Sheila, meanwhile, is working with Carl to woo an investor for the big housing development and she’s encountering some major stress because Carl doesn’t like bold new Sheila. He wants her to smile more and laugh at his jokes and back up all his ideas and basically be the simpering woman that so many awful men think women should be. Again, not a bad idea on paper, but the execution wasn’t great.

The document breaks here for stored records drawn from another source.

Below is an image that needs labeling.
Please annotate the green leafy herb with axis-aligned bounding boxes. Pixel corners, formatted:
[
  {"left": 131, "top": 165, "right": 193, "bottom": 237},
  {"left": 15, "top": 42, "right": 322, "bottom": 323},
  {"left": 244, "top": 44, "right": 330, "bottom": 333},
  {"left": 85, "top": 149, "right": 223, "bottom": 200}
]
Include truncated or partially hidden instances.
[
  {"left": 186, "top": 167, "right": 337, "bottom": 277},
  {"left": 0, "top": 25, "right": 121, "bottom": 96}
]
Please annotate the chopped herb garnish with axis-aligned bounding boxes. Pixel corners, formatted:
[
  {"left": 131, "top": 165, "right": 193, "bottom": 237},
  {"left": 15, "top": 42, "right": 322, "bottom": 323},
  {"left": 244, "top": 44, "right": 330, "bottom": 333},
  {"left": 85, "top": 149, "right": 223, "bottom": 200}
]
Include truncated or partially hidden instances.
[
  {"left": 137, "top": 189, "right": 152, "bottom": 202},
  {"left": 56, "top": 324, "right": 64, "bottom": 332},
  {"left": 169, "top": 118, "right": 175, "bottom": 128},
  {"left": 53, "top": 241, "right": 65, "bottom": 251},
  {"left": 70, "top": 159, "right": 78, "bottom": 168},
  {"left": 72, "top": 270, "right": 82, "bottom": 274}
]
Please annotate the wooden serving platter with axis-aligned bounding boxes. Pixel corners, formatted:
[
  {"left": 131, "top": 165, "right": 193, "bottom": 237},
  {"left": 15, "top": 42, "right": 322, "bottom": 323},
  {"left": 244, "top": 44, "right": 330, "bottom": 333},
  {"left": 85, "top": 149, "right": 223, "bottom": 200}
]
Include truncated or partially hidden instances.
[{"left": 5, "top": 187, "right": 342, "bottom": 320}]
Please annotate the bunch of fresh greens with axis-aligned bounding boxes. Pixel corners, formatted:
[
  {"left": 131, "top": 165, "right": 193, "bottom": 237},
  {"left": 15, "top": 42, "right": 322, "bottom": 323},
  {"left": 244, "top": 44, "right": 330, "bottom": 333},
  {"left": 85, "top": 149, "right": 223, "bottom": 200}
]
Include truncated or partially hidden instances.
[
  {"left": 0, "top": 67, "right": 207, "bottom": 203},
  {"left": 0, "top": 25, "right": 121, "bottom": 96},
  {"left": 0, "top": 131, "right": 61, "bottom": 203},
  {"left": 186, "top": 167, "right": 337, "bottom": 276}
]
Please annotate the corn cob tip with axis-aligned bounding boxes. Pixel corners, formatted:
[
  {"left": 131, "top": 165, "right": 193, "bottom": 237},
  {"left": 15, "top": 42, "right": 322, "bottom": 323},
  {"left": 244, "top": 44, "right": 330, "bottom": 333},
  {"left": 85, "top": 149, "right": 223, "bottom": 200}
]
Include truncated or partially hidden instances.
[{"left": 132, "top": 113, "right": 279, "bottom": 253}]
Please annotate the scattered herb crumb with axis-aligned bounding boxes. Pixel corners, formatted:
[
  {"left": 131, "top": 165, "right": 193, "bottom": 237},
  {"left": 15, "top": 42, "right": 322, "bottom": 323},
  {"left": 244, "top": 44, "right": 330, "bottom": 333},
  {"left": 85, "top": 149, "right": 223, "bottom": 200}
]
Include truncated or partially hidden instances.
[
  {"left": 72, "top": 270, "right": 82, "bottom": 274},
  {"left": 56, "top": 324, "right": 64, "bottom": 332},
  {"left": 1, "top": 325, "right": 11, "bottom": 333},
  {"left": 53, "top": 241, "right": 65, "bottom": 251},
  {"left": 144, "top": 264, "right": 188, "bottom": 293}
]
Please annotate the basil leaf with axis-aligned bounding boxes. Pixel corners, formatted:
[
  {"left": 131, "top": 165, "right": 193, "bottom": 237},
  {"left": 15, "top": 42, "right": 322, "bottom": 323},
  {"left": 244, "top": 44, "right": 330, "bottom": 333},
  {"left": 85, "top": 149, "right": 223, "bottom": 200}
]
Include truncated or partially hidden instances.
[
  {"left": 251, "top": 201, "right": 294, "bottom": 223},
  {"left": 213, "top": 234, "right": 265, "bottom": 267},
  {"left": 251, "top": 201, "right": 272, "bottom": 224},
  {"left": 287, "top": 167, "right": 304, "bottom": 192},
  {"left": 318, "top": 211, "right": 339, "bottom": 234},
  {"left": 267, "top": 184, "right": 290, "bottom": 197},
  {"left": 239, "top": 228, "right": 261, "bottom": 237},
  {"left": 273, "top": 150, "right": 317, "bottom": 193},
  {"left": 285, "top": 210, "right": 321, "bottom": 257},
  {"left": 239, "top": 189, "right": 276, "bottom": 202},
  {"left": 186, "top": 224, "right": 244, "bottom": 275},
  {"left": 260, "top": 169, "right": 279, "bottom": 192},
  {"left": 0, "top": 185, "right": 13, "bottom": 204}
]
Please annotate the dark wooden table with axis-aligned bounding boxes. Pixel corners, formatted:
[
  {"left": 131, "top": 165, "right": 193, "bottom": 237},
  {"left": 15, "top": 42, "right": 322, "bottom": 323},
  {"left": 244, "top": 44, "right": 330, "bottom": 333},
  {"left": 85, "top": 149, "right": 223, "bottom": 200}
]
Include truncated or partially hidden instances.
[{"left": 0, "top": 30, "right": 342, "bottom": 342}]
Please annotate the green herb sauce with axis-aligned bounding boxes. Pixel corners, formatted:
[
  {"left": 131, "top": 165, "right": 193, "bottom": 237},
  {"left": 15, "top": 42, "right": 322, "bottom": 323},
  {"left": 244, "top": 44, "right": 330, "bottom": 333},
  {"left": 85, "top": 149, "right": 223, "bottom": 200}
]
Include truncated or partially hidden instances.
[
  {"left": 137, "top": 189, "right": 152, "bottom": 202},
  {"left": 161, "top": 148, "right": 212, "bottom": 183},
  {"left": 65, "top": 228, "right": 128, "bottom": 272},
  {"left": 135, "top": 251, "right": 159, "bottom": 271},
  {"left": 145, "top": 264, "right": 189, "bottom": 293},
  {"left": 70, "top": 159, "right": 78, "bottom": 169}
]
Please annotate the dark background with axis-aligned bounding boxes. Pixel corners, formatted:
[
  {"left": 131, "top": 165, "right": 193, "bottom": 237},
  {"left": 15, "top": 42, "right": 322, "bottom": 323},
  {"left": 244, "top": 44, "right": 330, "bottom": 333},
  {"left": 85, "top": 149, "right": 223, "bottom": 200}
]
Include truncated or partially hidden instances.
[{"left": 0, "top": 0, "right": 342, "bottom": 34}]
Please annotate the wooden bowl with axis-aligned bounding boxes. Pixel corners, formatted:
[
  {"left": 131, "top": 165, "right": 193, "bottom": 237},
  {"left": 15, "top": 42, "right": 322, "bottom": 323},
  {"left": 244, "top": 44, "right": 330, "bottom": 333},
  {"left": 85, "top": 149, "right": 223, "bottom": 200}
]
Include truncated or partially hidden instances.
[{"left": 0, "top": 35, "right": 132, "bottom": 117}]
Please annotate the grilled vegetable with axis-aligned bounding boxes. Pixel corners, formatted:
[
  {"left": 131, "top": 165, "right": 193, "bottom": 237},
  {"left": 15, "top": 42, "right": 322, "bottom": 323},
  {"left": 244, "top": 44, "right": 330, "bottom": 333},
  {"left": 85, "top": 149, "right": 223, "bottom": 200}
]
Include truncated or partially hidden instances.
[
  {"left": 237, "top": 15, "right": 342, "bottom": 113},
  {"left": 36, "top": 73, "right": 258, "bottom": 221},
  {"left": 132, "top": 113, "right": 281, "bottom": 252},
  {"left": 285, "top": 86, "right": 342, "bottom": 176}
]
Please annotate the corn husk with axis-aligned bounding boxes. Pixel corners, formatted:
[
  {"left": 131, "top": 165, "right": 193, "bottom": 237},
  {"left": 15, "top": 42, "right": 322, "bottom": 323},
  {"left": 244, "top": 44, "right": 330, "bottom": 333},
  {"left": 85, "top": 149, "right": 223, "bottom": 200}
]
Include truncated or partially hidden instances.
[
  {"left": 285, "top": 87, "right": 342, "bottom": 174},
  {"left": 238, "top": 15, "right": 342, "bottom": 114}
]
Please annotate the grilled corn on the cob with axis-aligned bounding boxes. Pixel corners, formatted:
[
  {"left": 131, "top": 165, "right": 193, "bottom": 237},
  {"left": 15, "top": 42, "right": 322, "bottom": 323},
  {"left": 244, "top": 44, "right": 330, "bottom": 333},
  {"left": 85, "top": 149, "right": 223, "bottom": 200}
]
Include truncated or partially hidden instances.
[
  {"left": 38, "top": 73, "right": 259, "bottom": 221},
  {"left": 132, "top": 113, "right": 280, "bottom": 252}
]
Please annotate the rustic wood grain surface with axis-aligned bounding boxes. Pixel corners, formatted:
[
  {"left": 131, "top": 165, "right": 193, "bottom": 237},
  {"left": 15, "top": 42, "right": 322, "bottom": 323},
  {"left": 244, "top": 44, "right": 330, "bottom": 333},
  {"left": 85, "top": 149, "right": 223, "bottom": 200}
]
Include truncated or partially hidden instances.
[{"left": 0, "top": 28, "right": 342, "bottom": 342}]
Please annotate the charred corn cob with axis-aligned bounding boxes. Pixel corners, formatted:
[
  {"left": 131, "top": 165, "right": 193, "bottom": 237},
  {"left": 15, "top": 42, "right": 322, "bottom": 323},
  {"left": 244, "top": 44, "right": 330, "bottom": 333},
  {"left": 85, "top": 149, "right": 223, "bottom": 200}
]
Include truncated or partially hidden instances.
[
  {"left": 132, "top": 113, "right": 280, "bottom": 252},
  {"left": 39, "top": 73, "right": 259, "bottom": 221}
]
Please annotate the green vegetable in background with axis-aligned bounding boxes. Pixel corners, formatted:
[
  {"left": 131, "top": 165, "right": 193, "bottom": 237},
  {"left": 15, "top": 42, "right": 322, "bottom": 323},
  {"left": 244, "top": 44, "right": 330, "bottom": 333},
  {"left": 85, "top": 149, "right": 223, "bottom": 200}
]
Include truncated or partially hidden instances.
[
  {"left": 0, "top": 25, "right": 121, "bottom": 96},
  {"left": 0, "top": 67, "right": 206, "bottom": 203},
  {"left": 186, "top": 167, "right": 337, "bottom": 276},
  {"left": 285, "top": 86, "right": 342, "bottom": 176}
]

To combat her urges to rip Carl’s throat out, Sheila chews on her fingernails until she almost bites one finger clean off. But that’s it. Sheila didn’t stand up for herself, nor did the show make some really clever, pointed commentary about women in the workplace. Sheila makes one comment to Joel about how it’s going to be hard to be undead and have a successful career and once again, her zombieness is standing in for how hard it is to be an assertive woman in many working environments, but the show didn’t really explore that enough to make this storyline meaningful. It all could have been a bit sharper, instead of feeling like a big set-up for when Sheila inevitably kills Carl (I will eat my hat if that’s not how this turns out).

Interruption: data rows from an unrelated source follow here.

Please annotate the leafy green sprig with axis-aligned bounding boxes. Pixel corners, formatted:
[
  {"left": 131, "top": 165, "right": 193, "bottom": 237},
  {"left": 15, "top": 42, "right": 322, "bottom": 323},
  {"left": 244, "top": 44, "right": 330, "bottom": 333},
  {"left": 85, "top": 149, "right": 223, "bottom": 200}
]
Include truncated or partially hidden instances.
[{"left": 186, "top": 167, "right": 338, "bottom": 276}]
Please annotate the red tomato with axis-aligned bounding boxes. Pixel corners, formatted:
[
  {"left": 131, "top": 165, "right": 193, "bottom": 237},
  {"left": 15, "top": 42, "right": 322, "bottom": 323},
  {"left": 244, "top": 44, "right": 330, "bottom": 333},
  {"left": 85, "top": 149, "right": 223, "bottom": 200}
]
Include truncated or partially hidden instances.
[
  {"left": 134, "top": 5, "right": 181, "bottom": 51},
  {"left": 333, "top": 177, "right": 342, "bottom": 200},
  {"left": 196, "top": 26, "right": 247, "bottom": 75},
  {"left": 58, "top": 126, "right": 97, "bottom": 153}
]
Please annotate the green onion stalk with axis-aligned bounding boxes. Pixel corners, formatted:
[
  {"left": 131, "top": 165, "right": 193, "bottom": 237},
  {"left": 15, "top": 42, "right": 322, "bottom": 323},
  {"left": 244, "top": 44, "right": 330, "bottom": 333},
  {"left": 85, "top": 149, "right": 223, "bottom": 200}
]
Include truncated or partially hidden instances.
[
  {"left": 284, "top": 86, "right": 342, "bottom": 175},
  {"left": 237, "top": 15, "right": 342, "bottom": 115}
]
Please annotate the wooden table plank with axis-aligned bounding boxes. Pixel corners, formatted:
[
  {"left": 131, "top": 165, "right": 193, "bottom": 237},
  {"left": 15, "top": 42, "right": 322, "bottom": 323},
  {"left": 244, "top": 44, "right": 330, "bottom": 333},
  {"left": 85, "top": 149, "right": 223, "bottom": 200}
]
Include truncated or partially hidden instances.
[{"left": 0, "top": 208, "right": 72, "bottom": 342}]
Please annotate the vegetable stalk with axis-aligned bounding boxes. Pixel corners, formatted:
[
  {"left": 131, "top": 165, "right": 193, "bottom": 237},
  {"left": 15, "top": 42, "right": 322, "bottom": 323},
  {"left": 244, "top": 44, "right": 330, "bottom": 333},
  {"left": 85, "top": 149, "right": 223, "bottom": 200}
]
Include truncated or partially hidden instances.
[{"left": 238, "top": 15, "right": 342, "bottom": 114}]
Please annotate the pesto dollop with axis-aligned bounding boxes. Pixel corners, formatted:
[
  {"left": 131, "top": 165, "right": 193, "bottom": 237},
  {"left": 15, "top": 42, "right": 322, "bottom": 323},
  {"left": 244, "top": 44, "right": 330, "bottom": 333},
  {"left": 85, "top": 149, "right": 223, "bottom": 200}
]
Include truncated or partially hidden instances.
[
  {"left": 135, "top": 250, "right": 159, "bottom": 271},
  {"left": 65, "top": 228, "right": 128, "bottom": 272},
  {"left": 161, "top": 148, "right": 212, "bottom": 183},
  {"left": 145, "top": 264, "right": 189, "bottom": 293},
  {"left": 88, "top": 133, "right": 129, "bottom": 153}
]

Finally, in the strongest thread of the episode, Abby has a date with Sven, which doesn’t go especially well. He wants to get to know the real her, but when she reveals that she enjoyed the pain she inflicted on Christian when she whacked him with the lunch tray, Sven looks a little horrified. It kind of parallels what her mom is going through with expectations for women and their behavior, but I don’t get the impression that Sven was horrified by it because Abby is a girl. I think he was horrified because that’s kind of dark and not what he would be expecting from anyone, girl or boy.

The only bright spot in the date is that Abby uses Sven’s fancy camera to take pictures of the fracking site she wants to protest and it takes her back to Eric, both because he’s the only person she can be herself around but also because Eric is down for whatever when it comes to her and she has designs on vandalizing a billboard at the site.

Abby and Eric are great together. Their friendship has been very well written and I think when they do finally get together romantically (if they do, which it’s also fine if they don’t), it will be so genuine—a lot like what Joel and Sheila have. Abby and Eric also managed to save an episode that was otherwise not great, something I can’t believe I think that about an episode involving Gerald McRaney, you guys.


Stray Observations

  • Maybe the clam special connection has nothing to do with Japopo’s. Maybe it’s the seafood company? Or a seafood uprising? Attack of the Killer Mollusks.
  • Joel’s Yelp review of Japopo’s: “If you like capers, try a Marx brothers movie because you won’t find any in this piccata!” Joel is exactly my kind of dad-joke funny.
  • Can we please meet Joel’s cold, domineering father? Maybe in season 3? I’m already mentally casting the Hammonds’ parents. I feel like the one-two punch of Ted Danson and Mary Steenburgen would be amazing as Joel’s parents, plus that’s a small Justified reunion!
  • Carl: “I love the hair, by the way. You look like an attainable Jessica Rabbit.” Good lord.